I ran a hot bath before. When you’re weary and aching the thought of a soothing hot tub to laze in is very enticing. My phone went off just as I got in. It was a message connected to work and no-one could answer it but me. For a few minutes, I sat in hot water, sending enquiries and responding to others. Then I put my phone down and picked up a book.

The book is the autobiography of James Salter. He’s an author whose writing I always thought was somewhat less than the sum of its parts – but what great parts. Style is very much an individual thing, and I mind myself drawn to very different styles of writing and books all the time. That is to question, is there a definitive and empirical best style? I think not, and would be disappointed to think otherwise – but there are some writers whose prose jumps off the page at you. It glitters and charms and draws you into the world it conjures before your eyes. Salter was one such writer – perhaps, outside of Hemingway, the writer with the most pronounced style.

To my way of thinking his writing is generally beautiful, and when I think about it I don’t know why I think less of his writing. His first book, The Hunters, was okay without being great, but it opened the way for him. A Sport and a Pastime is the book many rave about, and while much of it is gorgeous, I found it difficult to read. It’s lush and sensual and set in Paris and has a lot going for it, except that, like The Great Gatsby, it’s the story of one man as told by another – but whereas, in Gatsby, I had no issue with it, here I found it too hero worshipful and self-effacing.

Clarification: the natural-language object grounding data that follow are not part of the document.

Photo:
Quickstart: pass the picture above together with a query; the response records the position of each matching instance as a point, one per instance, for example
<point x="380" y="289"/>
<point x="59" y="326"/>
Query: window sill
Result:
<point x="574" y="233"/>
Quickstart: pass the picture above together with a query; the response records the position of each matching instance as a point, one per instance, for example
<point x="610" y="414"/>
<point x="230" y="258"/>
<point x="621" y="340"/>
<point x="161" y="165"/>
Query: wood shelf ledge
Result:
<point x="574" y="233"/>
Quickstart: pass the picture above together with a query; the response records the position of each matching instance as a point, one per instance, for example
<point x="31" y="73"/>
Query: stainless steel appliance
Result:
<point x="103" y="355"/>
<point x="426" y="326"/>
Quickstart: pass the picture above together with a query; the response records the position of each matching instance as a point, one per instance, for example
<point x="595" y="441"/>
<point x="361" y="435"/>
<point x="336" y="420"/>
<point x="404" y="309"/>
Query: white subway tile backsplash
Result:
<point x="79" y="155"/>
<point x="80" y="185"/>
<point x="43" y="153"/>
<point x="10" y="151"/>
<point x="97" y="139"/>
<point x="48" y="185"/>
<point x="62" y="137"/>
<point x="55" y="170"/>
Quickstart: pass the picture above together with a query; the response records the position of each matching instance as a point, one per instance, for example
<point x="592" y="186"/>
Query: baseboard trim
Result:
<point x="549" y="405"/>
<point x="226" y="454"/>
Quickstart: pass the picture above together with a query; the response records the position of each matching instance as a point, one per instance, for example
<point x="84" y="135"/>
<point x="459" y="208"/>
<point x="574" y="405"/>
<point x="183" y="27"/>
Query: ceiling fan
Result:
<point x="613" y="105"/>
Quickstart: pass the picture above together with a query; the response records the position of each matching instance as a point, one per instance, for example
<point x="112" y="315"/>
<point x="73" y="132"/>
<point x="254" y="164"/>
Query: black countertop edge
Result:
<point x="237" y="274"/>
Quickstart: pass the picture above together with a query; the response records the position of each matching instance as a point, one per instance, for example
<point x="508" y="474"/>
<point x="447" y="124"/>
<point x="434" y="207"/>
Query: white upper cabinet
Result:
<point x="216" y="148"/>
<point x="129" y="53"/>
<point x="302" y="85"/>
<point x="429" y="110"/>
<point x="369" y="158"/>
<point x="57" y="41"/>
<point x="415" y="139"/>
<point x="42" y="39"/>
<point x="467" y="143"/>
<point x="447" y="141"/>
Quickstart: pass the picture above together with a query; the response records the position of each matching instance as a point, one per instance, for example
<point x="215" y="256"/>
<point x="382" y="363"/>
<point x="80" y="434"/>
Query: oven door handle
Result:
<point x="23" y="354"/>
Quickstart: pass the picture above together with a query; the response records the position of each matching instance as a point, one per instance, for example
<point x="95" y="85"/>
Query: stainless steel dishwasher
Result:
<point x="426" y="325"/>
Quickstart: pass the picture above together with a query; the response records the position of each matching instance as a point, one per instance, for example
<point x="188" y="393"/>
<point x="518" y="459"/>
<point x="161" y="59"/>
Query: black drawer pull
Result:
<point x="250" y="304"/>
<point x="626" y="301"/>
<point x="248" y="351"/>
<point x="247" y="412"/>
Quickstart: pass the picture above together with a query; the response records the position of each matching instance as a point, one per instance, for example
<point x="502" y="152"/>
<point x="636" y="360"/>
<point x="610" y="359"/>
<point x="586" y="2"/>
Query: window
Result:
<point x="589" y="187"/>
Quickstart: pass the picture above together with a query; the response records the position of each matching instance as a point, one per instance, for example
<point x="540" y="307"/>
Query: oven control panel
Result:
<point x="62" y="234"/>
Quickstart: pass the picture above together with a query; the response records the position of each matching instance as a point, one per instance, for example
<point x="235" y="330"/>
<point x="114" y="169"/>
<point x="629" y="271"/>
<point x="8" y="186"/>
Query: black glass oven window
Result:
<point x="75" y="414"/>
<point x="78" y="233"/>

That’s on me as a reader, and perhaps is a commentary on my own ego.

My favourite of his novels is Light Years, which has a gentle and wise melancholy to it. Then there are his stories, several of which are very good, but none – though I have his collections on my shelf – come immediately to mind.

Then there’s this, his autobiography.

When I started reading I thought it somewhat typical of his writing – beautiful to read, but fragmentary, and without a common thread. I would read a chapter on a Saturday or Sunday lying on my bed. More recently, it was adopted as my ‘bath’ book as I’d finished the one previous. It was perfect to read in the bath – not too heavy, and episodic enough that you could put it down and pick it up without missing much.

By then I’d reconsidered the book. My earlier doubts about it had become virtues. It’s by no means a traditional autobiography. It’s very roughly linear, but it jumps around and focusses more on the characters met along the way than the events of his life. It has a rhythm that echoes experience as we live it, not in great movements, but in small insights.

His family is touched upon, but you don’t really get to know them. As for his writing, he alludes to books he wrote, touches upon the times around them, but there is little about the craft of writing.

I came around to thinking that a biography structured like this is more true to life than the traditional form. We live in episodes. Much of life is fragmentary. We meet people along the way and they take us places. We learn as we go along and sometimes we feel it deeply, and other times find ourselves looking in the mirror. Things don’t go as we always expect, and not all the things we wish come to be. Times change, people come and go, scenes jump.

Linear progression only really makes sense in retrospect, and even then is often artificially applied.

In the end, I really came to appreciate this book, to the point now I think it his greatest work. It’s so much richer for the oblique view of things he allows us through his eyes. It feels more authentic because it’s not about all the things he did, the things in the papers and on IMDB, but about real-life stuff we know because we have a real-life, too. The attitude throughout is reflective, sometimes weary, often curious – like someone beholding the glittering moments of his life and seeing the expanse for it for the first time.

He’s gone now, but he’s lucky to have had the time to reflect back on everything. I hope I can do the same thing one day.